Photo: Kristoffer Tripplaar/Sipa USA/AP Photo


Update: Video from the car now suggests that the woman darted out in front of the car too quickly for either the car or the safety driver to react.  The San Francisco Chronicle interviewed Sylvia Moir, police chief in Tempe, Ariz., who said: “I suspect preliminarily it appears that the Uber would likely not be at fault in this accident.”

A self-driving Uber vehicle reportedly killed a pedestrian in Tempe, Ariz., last night, the first time such a thing has happened. The only other self-driving fatality—in May 2017—involved the driver of a Tesla that crashed into a truck.

Uber has not confirmed that the vehicle, a modified Volvo XC90 SUV, was in self-driving mode. However, the Tempe Police Department said, in a statement, that it “was in autonomous mode at the time of the collision, with a vehicle operator behind the wheel.” 

The National Transportation Safety Board says it’s opening an investigation of the case.

Safety drivers are supposed to intervene when the car engages in inappropriate behavior. At night, one might suppose that the car, equipped as it was with lidar, would have been just as able to detect a pedestrian as if it were high noon. A human driver might have had a harder time of it.

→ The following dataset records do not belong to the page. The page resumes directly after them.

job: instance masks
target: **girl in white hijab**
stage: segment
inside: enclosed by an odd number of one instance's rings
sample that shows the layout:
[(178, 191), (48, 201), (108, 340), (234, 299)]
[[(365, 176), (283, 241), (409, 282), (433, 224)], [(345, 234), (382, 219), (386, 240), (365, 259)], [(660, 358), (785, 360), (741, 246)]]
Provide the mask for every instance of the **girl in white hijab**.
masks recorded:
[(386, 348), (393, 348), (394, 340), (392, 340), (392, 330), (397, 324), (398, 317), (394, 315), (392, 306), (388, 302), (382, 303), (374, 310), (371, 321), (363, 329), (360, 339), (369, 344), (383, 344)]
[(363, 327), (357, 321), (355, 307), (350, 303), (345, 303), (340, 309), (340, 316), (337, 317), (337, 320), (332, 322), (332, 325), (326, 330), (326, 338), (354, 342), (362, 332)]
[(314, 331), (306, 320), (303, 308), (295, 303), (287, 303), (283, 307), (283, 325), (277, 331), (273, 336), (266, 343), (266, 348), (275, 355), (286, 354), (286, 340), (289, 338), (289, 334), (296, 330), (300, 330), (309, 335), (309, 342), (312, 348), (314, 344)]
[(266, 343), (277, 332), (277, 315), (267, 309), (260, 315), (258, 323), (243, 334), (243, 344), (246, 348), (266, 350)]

Police identified the pedestrian as Elaine Herzberg, 49, and said she had been walking her bike across the street, outside the crosswalk. It’s not clear whether that fact may have any bearing on Uber’s legal liability. Television footage of the scene, shown in this report by Reuters, shows a twisted bike lying on a sidewalk near a visibly damaged SUV.

Uber said it was suspending its robocar tests in Tempe, Pittsburgh, San Francisco, and Toronto. It did the same thing back in May when one of its self-driving Volvos flipped over on its side in Tempe, then resumed testing soon after. No one was injured in that accident.

Arizona may come under scrutiny for the way it regulates the street testing of self-driving vehicles. Its easygoing policy has attracted other robocar companies as well. Waymo, for instance, launched its own ride-hailing robocar service in Chandler, near Phoenix. It began by putting a safety driver behind the wheel. In November it moved that driver to the back seat. Now—with Arizona’s blessing—it’s taken the safety driver out of the car altogether.